Haven't read Part 1? Start with Building Orbit: A Lightweight Container Orchestrator in Rust to learn about our journey's beginning.
In our previous article, we introduced Orbit, our lightweight container orchestrator built in Rust. Since then, we've made significant improvements driven by both community feedback and production requirements. Let's dive into the technical evolution that's making Orbit even more powerful and efficient.
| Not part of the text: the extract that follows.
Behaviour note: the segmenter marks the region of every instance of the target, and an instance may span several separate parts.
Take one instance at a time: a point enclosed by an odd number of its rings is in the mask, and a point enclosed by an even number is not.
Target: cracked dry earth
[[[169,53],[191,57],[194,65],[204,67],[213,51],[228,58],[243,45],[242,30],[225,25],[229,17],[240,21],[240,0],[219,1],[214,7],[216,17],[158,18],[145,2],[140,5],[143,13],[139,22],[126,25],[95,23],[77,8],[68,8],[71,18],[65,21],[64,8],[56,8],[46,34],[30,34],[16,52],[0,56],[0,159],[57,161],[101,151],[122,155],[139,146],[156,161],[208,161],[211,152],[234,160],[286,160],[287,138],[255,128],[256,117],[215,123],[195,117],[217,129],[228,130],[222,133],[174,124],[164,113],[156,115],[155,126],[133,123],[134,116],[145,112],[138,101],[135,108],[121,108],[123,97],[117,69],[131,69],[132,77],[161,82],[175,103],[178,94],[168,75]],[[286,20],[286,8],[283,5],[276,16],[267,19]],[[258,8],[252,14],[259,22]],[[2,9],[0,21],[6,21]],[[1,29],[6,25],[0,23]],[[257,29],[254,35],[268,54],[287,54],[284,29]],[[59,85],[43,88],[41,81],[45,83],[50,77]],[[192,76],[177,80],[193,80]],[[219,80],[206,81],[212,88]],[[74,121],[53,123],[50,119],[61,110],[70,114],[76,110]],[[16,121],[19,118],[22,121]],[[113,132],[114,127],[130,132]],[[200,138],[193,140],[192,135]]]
Community-Driven Development
One of the most exciting aspects of Orbit's development has been the community engagement. A perfect example is our implementation of CoDel (Controlled Delay) for scaling decisions, which came directly from a community member's suggestion on Medium. We're also grateful to community members like Josselin Chevalay who contributed the pull_policy feature in our latest release, allowing control over container image pulling behavior. This collaborative approach will continue to help shape Orbit's feature set and technical direction.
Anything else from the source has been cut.